Machine Learning [#]
The machine learning technology in GATE is the Learning Framework plugin. This is available in the plugin manager.
A few words of introduction will be given in this section. However, much more extensive documentation can be found here, including a step by step tutorial:
There are two main types of ML; supervised learning and unsupervised learning. Classiﬁcation is a particular example of supervised learning, in which the set of training examples is split into multiple subsets (classes) and the algorithm attempts to distribute new examples into the existing classes. This is the type of ML that is used in GATE.
An ML algorithm ‘learns’ about a phenomenon by looking at a set of occurrences of that phenomenon that are used as examples. Based on these, a model is built that can be used to predict characteristics of future (unseen) examples of the phenomenon.
An ML implementation has two modes of functioning: training and application. The training phase consists of building a model (e.g. a statistical model, a decision tree, a rule set, etc.) from a dataset of already classiﬁed instances. During application, the model built during training is used to classify new instances.
The Learning Framework oﬀers two main task types:
Text classiﬁcation classiﬁes text into pre-deﬁned categories. The process can be equally well applied at the document, sentence or token level. Typical examples of text classiﬁcation might be document classiﬁcation, opinionated sentence recognition, POS tagging of tokens and word sense disambiguation.
Chunk recognition assigns a label or labels to chunks of text. These may be classiﬁed into one or several types (for example, Persons and Organizations may be done simultaneously). Examples of chunk recognition include named entity recognition (and more generally, information extraction), NP chunking and word segmentation.
Typically, the three types of NLP learning use diﬀerent linguistic features and feature representations. For example, it has been recognised that for text classiﬁcation the so-called tf − idf representation of n-grams is very eﬀective (e.g. with SVM).

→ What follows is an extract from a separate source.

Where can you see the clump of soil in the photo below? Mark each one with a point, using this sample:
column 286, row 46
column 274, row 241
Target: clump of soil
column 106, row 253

For chunk recognition, identifying the start token and the end token of the chunk by using the linguistic features of the token itself and the surrounding tokens is eﬀective and eﬃcient.
Relation learning can be implemented using classiﬁcation by ﬁrst learning the entities involved in the relationship, then creating a new instance annotation for every possible pair, then classifying the pairs.
Some important concepts to be familiar with are:
instance: an example of the studied phenomenon. An ML algorithm learns a model from a set of known instances, called a (training) dataset. It can then apply the learned model to another (application) dataset. In order to use ML in GATE, annotations are used to indicate the instances. For example, for chunking tasks, tokens are normally used, and are classiﬁed into the beginning, inside or outside of the entity. For classiﬁcation of tweets into positive or negative, the instance annotation might be “tweet”.
attribute: a characteristic of the instances. Each instance is deﬁned by the values of its attributes. The set of possible attributes is well deﬁned and is the same for all instances in the training and application datasets. ‘Feature’ is also often used, and should not be confused with GATE annotation features. An attribute must be the value of a named feature of a particular annotation type, which might be colocated with the instance, or be before or after it.
class: The classiﬁcation to be learned, such as “positive” or “negative” for a review, or a score, or whether an entity is a person or organization. ML is used to ﬁnd the value of this attribute in the application dataset. Any attribute referring to the current instance can be marked as class attribute. The exception is for chunking tasks, where class is speciﬁed as a type, and turning that into a classiﬁcation task is done for you behind the scenes.
In the usual case, in a GATE corpus pipeline application, documents are processed one at a time, and each PR is applied in turn to the document, processing it fully, before moving on to the next document. Machine learning PRs break from this rule. ML training algorithms typically run as a batch process over a training set, and require all the data to be fully prepared and passed to the algorithm in one go. This means that in training (or evaluation) mode, the PR will wait for all the documents to be processed and will then run as a single operation at the end. Therefore, learning PRs need to be positioned last in the pipeline. In application mode, the situation is slightly diﬀerent, since the ML model has already been created, and the PR only applies it to the data, so the application PR can be positioned anywhere in the pipeline.